Thou preparest a table before me in the presence of mine enemies;
Thou annointest my head with oil; My cup runneth over. 
Surely goodness and mercy shall follow me all the days of my life,
and I will dwell in the House of the Lord forever.

Had the respondent paid closer attention he would have noticed what immediately followed, "Yea, though I walk through the valley of the shadow of death", which is, “I will fear no evil; For thou art with me”. David understood that it is not God’s removal of Himself but our ignorance or denial of His presence which robs us of our spiritual benefit. In fact he goes on to say that even in the presence of his enemies God prepares a table for him and his cup runs over. In the seemingly bleakest moments David understands he is in no desert with regard to God, rather God is ever present.  

5. Christ, at the crucifixion, sure thought God had foresaken him.  Wouldn't that alone indicate that we feel His presence at some times more than others?  Was a perfect Christ buying into emotionalism?

As a segue into my closing thoughts this particularly response is very fitting. Our Lord Jesus did not just think he was abandoned rather He knew in fact that he was suffering the separation that we no longer must suffer. It is this very act by our Lord Jesus which insures that we never again will be forsaken, separated or find ourselves in a spiritual desert. And to bring this into consideration as it was is to demonstrate a very grave misapprehension of the scope and nature as well as the blessings and benefits of our reconciliation to God in Christ.

The concept of spiritual deserts for the believer remains built upon a non-biblical foundation. Either experiences are being elevated or the promises of God ignored and/or denied. I do realize people have feelings but our feelings or even our best efforts to use our human senses as detectors of the presence of God will never work. 

God has not said that he will never forsake us, that his Holy Spirit permanently indwells us, that in fact the Trinity, the Shekinah Glory, has taken up residence in us and that we are walking temples of God because can detect it through some experience and if such experiences are not present then we are in a spiritual desert. It is not just that we are not but we cannot be in spiritual deserts because this would deny the proclamations of God’s abiding presence.

Perhaps you find yourself still frustrated or still thinking about times you simply seem not to be hearing from God or sensing His direction. Again I present to you the declaration of Scripture. He speaks daily in His Word, more so God speaks any time we expose ourselves to His Word. He does not speak through emotions or experiences rather through His Word. Even our experiences are understood in light of His Word and not His Word in light of our experiences.
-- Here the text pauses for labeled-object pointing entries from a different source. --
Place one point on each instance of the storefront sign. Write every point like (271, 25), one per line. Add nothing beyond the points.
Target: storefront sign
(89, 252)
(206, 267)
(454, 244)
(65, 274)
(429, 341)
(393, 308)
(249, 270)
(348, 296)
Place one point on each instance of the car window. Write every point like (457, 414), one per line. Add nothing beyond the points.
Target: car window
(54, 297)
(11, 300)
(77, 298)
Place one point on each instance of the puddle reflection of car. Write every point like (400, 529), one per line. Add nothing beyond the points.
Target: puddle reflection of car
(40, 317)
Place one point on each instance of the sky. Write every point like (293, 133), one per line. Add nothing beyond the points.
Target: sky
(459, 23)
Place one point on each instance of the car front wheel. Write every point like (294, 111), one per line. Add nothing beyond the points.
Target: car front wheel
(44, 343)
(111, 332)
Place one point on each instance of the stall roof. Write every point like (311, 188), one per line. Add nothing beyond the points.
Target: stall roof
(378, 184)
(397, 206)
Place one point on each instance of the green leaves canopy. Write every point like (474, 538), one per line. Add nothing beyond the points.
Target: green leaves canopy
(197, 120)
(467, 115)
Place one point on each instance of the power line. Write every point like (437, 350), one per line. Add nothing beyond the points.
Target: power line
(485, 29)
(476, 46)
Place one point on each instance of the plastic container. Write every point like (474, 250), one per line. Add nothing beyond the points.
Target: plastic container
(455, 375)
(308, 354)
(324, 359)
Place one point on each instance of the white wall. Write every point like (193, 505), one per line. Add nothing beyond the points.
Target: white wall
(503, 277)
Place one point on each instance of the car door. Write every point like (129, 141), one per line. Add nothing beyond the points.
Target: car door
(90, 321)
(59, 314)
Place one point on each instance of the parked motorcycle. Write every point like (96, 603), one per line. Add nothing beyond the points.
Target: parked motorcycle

Your experiences may be saying,  "empty", "silence", "no motivation" or "depression" and so on.  God's Word says, "I will never leave you or forsake you". Your challenge is to believe Him over yourself.

Finally, it may be you are in a season of negative discipline; even now, in your state of negative pruning God is with you. In fact who do you think is doing the pruning? But you feel bad, isolated, abandoned, and empty and so on. Okay, certainly such feelings are to be expected but what does that have to do with God’s presence? Actually nothing.  Those are your feelings, not indicators of God’s presence. God’s presence is promised by Him, not us.  We cannot be the assurance or insurance of such a promise, only He can.

Christian, you have a choice to either believe the Word of God or trust your experiences. Open your spiritual eyes and ears to the God that surrounds you, to the God that indwells you and to the God that cannot leave you and will never leave you because He has promised it so and be blessed every moment in His presence as you hear from Him in His wonderful and eternal Word preserved for us that we receive it and live by it through faith by the power of his Holy Spirit which resides in us.